I want to be clear that I’m not saying Democrats should abandon the policy-level fight against the GOP, whether it be in the realm of economics, social justice, or the environment, in favor of talking all democracy, all the time. Neither am I saying that the Democrats should give a pass to GOP sabotage of democracy that doesn’t amount to full-on imposition of an authoritarian regime. However, talking about the big picture — the conjunction of democracy and freedom, of democracy and both physical and material security — in the context of the extreme threat posed by Donald Trump and the GOP provides a powerful narrative for rallying opposition to Republican erosion of the majority’s ability to wield power. Doing so might also provide a fresh perspective on policies that bear not just on democracy but on the nature of the free and secure society that most of us want (for instance, how restrictions on abortion eviscerate women’s freedom and equality, as well as undermine their security by leading to needless death and misery, and how this erosion of freedom is a direct consequence of a general degradation of democracy).
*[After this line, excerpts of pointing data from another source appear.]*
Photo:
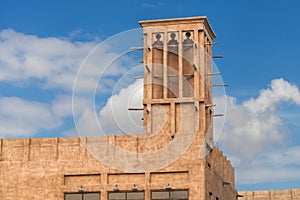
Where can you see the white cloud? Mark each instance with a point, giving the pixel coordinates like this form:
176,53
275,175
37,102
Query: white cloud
115,117
255,137
19,117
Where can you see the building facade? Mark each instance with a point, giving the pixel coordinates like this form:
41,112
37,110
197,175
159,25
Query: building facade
174,158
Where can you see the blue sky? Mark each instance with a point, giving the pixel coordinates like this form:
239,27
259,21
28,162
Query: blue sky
258,39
If Donald Trump is stupid and malign enough to openly signal his deranged dictatorial plans for a second term in office, then Democrats and others should be smart enough to use such unprecedented political evil to savage and otherwise demolish both him and the political party that provides Trump such a welcoming home. Engaging in a substantial public discussion about the nature of democracy and the world it makes possible is essential to delegitimizing the Republican Party in the eyes of the American majority — a delegitimization necessary not just for Democrats and democracy supporters to win in 2024, but to continue rolling back this authoritarian tide over the coming years.

As Trump secures the GOP presidential nomination and continues into general election mode, it is likely that the distinctions between the threat he poses versus the threat posed by the broader Republican Party will become all but meaningless. The GOP will doubtless close ranks around him, and in the name of party unity will either explicitly endorse, or tacitly endorse by their silence, his horrifying plans to remake American government and society in his own hateful image — even as the reward for his dominance is a host of policies pleasing to the far right and white Christian nationlists. As a defense against further authoritarian radicalization of the GOP, a Democratic narrative that links democracy together with mass belief in a free society may yet serve as a wedge — or even a sword — with which to take apart an emerging Republican consensus that is diametrically opposed to long-standing basics of American life and patriotism.